TRIBUNNEWS.COM, NTB - Kita dikejutkan kembali dengan kejadian tenggelamnya Kapal Kayu Berkat llahi yang terjadi pada Minggu (29/7/2018) pagi di Perairan Sape sekitar Pukul 08.00 WITA. Kapal yang berlayar dari Pelabuhan Waikelo Sumba Nusa Tenggara Timur (NTT) mengangkut 25 penumpang dan 6 orang ABK tersebut diketahui tenggelam di tengah laut tepatnya di perairan laut Torobabula Timur, Desa Nggelu Sape, Bima, NTB setelah menempuh perjalanan 3 jam, kapal dihantam gelombang tinggi.
Berdasarkan analisa BMKG, kondisi cuaca dan tinggi gelombang pada saat kejadian pada 29 Juli 2018 Pukul 08.00 hingga 11.00 kecepatan angin 18-27 km/jm (kategori sedang) dari arah Tenggara.
Sementara kondisi gelombang tinggi saat kejadian hingga pukul 11.00 disekitar lokasi kecelakaan 3.0 -4.0 m (kategori tinggi-sangat tinggi), seperti yang dituturkan Kepala BMKG, Dwikorita Karnawati.
Dwikorita dalam keterangannya pun menjelaskan bahwa kondisi cuaca berdasarkan pantauan satelit cerah berawah di sekitar lokasi kejadian.
Seperti yang telah dijelaskan oleh BMKG bahwa hingga akhir Juli 2018 masih terjadi potensi gelombang tinggi di beberapa wilayah perairan di Indonesia.

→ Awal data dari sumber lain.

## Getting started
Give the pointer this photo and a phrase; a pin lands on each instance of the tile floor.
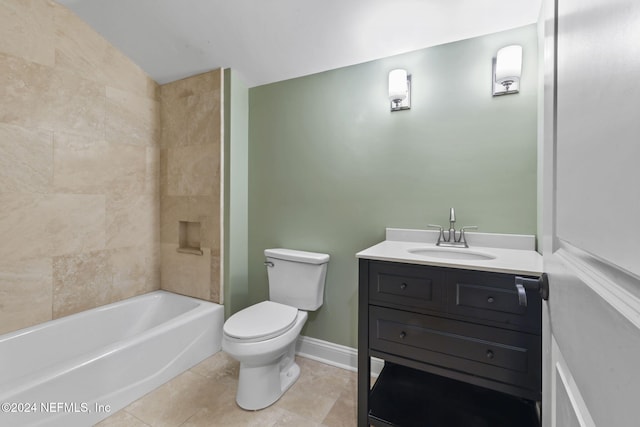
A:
(323, 396)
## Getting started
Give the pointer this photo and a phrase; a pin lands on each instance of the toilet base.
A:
(261, 386)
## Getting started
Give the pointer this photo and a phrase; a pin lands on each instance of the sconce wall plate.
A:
(507, 69)
(399, 90)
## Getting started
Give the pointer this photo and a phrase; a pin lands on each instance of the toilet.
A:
(263, 337)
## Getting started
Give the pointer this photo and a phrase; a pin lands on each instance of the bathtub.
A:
(79, 369)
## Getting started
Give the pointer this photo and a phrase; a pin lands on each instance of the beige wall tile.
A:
(135, 272)
(122, 73)
(78, 48)
(25, 293)
(132, 221)
(193, 171)
(22, 87)
(131, 119)
(174, 117)
(37, 96)
(190, 208)
(81, 282)
(152, 172)
(26, 159)
(74, 104)
(81, 50)
(204, 118)
(185, 273)
(86, 165)
(44, 225)
(79, 126)
(19, 21)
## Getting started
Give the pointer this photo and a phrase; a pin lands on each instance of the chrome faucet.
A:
(451, 239)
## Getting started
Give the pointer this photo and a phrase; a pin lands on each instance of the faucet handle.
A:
(441, 235)
(462, 238)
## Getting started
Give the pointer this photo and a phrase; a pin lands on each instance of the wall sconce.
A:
(507, 68)
(399, 90)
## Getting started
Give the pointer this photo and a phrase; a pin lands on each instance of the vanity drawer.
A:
(406, 285)
(493, 297)
(494, 353)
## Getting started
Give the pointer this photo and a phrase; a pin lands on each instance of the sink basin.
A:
(452, 253)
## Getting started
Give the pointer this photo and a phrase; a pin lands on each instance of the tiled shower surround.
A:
(190, 185)
(80, 149)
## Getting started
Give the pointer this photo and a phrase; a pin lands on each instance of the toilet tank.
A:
(296, 278)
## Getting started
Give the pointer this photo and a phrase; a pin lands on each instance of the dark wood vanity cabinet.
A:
(460, 348)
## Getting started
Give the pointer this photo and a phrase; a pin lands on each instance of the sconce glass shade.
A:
(399, 89)
(507, 70)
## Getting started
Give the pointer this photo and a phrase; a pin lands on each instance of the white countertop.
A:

Untuk 7 hari kedepan (31 Juli-5 Agustus 2018), masyarakat terutama nelayan perlu mewaspadai potensi gelombang potens tinggi Tinggi yang dapat mencapai, 4.0 - 6.0 meter (Very Rough Sea) yang berpeluang terjadi di Perairan Sabang, Perairan Mentawai, Perairan Bengkulu hingga barat Lampung, Selat Sunda bagian selatan, Perairan selatan Jawa hingga P.Sumba, Selat Bali - Selat Lombok - Selat Alas bagian selatan.
Tetapi pada 31 Juli-2 Agustus diprakiran terjadi penurunan tinggi gelombang menjadi kategori Rough Sea, dan akan kembali
terjadi peningkatan tinggi gelombang menjadi kategori Very Rough Sea pada tanggal 03 - 04 Agustus 2018.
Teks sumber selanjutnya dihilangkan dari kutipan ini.